The library implements the functionality required for communicating with
a set of supervised rtcObjects and sending commands to them in a list
rtcCommandRequest and rtcCommandRequestSeries. The complete
configuration of rtcObjects is managed by the rtcObjectConfig class
which reads its config from the runtime repo.
The RTC Supervisor component is currently based on the rtctkExampleComponent structure, i.e. it provides a business logic which implements the various activities. THIS MAY WELL CHANGE and become a simple server implementing the Stdif commands directly.
Launching the Server¶
Being based on the rtctkExampleComponent (at least for the moment) the command line of the server is:
rtctkRtcSupervisor -h
Options:
-h [ --help ] print help messages
-i [ --cid ] arg component identity
-s [ --sde ] arg service discovery endpoint
e.g.:
rtctkRtcSupervisor -i rtc_sup -s file:///$PREFIX/run/exampleEndToEnd/service_disc.yaml
State Guiding¶
Currently state guiding is performed from the activities defined by the
ExampleComponent, in each activity the AllObjectRequestList() is used to
send a series of commands in series or in parallel to the list of
supervised components.
The RTC Supervisor implements activities for and understands the following commands
Init
Reset
Recover (currently empty)
Enable
Disable
NOTE: That Run and Idle are not in the above list. The baseline currently is that the sequencer code will be responsible for sending the Run commands to the rtc components in the correct order. This may be re-evaluated.

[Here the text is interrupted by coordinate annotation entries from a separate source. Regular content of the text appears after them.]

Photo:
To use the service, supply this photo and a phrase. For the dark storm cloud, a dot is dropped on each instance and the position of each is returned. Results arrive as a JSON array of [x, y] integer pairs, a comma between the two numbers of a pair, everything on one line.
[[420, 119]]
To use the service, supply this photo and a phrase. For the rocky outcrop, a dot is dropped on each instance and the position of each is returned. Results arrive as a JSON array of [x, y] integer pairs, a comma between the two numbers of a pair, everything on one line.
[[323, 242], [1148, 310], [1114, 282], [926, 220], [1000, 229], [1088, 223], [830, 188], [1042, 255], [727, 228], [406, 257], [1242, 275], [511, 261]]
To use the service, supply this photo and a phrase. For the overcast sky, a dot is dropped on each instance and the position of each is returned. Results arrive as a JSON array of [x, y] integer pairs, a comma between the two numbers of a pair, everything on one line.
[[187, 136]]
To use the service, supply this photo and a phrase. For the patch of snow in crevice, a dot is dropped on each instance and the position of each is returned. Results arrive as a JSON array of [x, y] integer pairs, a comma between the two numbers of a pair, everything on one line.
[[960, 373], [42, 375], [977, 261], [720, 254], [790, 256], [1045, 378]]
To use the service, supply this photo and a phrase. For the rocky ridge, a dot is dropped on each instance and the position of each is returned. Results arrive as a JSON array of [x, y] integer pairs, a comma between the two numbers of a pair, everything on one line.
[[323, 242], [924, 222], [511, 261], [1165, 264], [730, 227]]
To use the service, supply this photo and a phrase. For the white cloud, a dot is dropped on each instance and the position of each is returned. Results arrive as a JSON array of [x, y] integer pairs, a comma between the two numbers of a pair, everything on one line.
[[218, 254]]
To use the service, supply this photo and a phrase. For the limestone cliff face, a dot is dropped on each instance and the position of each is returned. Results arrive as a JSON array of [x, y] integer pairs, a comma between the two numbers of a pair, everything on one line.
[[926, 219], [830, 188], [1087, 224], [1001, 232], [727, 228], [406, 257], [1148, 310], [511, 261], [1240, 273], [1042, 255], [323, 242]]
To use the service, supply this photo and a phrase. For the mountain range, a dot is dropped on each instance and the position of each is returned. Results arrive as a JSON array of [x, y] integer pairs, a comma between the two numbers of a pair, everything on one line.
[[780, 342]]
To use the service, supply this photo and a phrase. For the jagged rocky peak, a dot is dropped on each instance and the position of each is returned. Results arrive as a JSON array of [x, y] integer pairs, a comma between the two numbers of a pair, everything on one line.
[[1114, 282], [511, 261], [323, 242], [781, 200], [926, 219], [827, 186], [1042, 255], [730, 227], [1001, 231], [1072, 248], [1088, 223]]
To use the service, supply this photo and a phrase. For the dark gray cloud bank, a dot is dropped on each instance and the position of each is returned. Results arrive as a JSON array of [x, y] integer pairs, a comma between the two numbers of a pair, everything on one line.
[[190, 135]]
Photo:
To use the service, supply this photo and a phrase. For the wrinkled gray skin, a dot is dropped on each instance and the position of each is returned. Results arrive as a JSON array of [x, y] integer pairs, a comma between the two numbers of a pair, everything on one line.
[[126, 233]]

There are configuration flags available for each of these activities indicating if they should be performed in parallel or series on the list of supervised components.
Commanding¶
To send one of the supported commands you can use the rtctkSendCommand script which makes use of the rtctkClient program implementing the Stdif client interface as follows:
rtctkSendCommand rtc_sup Init
rtctkSendCommand rtc_sup Reset
rtctkSendCommand rtc_sup Recover
rtctkSendCommand rtc_sup Enable
rtctkSendCommand rtc_sup Disable
Where rtc_sup is the name which the rtcSupervisor has been passed
with the -i flag. The rtctkSendCommand script will look in an environment
variable $REPO_DIR for the service_disc.yaml with which it will look
up the URIs required.
State Evaluation¶
When the object configuration is built from the runtime repo a list of
publish subscribe URIs is created, one per supervised component. The business
logic creates a StateSubscriber with the list of URIs. The
StateSubscribers callback to be called whenever an event is received and
the rtcObjectConfig::OnStateEventReceived() method is called which sets
the state attribute of the identified rtcObject in the object list and
then evaluates the system believed state/substate and publishes it in
the OLDB.
A typical content of the OLDB when the system is operational and
supervising two components, object1 and object2 would be:
rtc_sup:
global_display_state:
type: RtcString
value: On.Operational.Idle
global_state:
type: RtcString
value: operational
global_substate:
type: RtcString
value: idle
global_error:
type: RtcBool
value: false
global_error_who:
type: RtcString
value: ""
state:
type: RtcString
value: "On.Operational.Idle On.Operational.Update.Idle "
object1:
state:
type: RtcString
value: "On.Operational.Idle On.Operational.Update.Idle "
object2:
state:
type: RtcString
value: "On.Operational.Idle On.Operational.Update.Idle "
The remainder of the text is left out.